Partitioned Least Squares

Linear least squares is one of the most widely used regression methods among scientists in many fields. The simplicity of the model allows this method to be used when data is scarce and it is usually appealing to practitioners that need to gather some insight into the problem by inspecting the values of the learnt parameters. PartitionedLS is a variant of the linear least squares model allowing practitioners to partition the input features into groups of variables that they require to contribute similarly to the final result.

The model

The Partitioned Least Squares model is formally defined as:

\[\begin{gather*} \text{minimize}_{\mathbf{\alpha}, \mathbf{\beta}} \| \mathbf{X} \times (\mathbf{P} \circ \mathbf{\alpha}) \times \mathbf{\beta} - \mathbf{y} \|_2^2 \\ \begin{aligned} \quad s.t.\quad &\mathbf{\alpha} \succeq 0\\ &\mathbf{P}^T \times \mathbf{\alpha} = \mathbf{1}. \end{aligned} \end{gather*}\]

where:

  • $\mathbf{X}$ is $N \times M$ data matrix;
  • $\mathbf{P}$ is a user-defined partition matrix having $K$ columns (one for each element of the partition), $M$ rows, and containing $1$ in $P_{i,j}$ if the $i$-th attribute belongs to the $j$-th partition and $0$ otherwise;
  • $\mathbf{\beta}$ is a vector weighting the importance of each set of attributes in the partition;
  • $\mathbf{\alpha}$ is a vector weighting the importance of each attribute within one of the sets in the partition. Note that the constraints imply that for each set in the partition the weights of the corresponding $\alpha$ variables are all positive and sum to $1$.

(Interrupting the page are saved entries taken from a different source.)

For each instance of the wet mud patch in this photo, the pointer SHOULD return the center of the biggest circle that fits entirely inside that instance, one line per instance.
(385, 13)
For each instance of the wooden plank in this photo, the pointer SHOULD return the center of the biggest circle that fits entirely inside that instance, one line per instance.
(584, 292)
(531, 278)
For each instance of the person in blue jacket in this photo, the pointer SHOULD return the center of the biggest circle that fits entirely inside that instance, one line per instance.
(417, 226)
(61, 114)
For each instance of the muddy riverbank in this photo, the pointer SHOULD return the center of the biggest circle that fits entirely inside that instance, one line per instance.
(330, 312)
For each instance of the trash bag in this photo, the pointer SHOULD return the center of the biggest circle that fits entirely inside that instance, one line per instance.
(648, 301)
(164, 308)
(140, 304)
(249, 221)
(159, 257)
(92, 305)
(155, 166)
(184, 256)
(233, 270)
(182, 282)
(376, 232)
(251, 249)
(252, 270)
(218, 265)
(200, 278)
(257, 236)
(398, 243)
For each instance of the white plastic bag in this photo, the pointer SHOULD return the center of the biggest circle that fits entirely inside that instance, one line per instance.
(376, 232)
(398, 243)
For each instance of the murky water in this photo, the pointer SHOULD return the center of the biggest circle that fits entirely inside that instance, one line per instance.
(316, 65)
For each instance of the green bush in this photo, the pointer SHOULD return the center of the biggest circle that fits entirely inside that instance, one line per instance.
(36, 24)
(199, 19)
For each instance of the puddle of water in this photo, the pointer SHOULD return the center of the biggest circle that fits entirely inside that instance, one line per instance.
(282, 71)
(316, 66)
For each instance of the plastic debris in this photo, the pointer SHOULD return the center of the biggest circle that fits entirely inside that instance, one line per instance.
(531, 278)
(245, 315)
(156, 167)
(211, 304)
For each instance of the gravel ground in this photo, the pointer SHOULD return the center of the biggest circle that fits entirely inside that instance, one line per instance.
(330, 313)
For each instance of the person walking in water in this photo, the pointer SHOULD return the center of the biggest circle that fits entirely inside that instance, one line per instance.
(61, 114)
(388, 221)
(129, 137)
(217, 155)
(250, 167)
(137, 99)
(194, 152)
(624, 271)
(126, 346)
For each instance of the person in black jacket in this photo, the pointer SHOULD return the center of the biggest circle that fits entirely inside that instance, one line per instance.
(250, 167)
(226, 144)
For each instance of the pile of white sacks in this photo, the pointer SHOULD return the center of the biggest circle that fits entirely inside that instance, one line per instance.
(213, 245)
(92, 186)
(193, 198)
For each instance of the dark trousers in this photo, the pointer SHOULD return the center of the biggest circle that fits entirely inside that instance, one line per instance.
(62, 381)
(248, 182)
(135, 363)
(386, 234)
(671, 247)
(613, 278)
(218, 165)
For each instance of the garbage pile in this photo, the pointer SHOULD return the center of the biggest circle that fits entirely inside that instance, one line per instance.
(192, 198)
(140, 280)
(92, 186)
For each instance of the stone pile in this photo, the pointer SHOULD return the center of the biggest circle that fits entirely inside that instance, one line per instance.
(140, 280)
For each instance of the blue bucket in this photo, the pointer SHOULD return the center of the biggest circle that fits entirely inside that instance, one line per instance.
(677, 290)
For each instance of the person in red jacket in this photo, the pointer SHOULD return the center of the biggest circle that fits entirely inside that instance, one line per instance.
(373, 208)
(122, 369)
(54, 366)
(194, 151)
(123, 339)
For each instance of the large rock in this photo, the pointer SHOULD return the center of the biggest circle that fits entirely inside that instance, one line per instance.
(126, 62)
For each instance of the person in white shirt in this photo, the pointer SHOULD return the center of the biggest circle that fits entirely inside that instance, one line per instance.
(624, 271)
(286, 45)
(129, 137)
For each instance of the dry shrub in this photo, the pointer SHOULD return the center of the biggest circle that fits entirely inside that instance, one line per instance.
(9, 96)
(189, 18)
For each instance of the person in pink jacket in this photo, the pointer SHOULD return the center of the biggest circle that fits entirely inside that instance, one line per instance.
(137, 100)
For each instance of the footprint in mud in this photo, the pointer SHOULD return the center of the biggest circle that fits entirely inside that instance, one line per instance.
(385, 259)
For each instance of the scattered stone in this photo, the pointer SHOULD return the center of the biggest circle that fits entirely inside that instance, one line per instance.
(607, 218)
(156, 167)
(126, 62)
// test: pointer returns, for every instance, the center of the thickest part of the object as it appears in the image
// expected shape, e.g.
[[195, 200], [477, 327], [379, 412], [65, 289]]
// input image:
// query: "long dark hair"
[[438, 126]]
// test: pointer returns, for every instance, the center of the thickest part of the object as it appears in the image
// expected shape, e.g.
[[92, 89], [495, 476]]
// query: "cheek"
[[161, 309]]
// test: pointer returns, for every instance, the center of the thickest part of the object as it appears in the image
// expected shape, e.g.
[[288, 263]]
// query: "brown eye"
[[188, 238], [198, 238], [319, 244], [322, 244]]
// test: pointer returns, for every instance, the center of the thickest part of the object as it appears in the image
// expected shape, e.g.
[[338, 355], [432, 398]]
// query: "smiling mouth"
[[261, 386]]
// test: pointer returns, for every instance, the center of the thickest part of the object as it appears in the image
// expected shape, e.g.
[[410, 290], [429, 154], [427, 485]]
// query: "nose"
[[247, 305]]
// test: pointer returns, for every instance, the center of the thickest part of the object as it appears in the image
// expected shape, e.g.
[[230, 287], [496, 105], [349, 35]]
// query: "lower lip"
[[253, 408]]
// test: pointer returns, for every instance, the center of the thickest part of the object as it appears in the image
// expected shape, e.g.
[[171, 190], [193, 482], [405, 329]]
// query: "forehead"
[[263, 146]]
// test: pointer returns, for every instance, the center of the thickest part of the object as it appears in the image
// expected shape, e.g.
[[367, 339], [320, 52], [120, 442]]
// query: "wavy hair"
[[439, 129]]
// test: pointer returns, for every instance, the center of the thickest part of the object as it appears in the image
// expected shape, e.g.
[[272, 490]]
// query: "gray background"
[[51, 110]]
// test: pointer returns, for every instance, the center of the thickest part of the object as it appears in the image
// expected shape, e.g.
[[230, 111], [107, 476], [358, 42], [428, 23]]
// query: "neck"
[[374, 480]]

The PartitionedLS problem is non-convex and NP-complete. The library provides two algorithms to solve the problem anyway: an iterative algorithm based on the Alternating Least Squares approach and an optimal algorithm that guarantees requiring however exponential time in the cardinality of the partition (i.e., it is mainly useful when $K$ is small).

More details can be found in the paper Partitioned Least Squares.

To install this library

Just add it as a dependency to your Julia environment. Launch julia from the main directory of your project and enter the following commands:

# Opens the package manager REPL
]

# Activate you local environment (can be skipped if you want to install the library globally)
activate .

# Adds the library to the environment
add PartitionedLS

To use this library

You will need a matrix P describing the partitioning of your variables, e.g.:

P = [[1 0]; 
     [1 0]; 
     [0 1]]

specifies that the first and the second variable belongs to the first partition, while the third variable belongs to the second.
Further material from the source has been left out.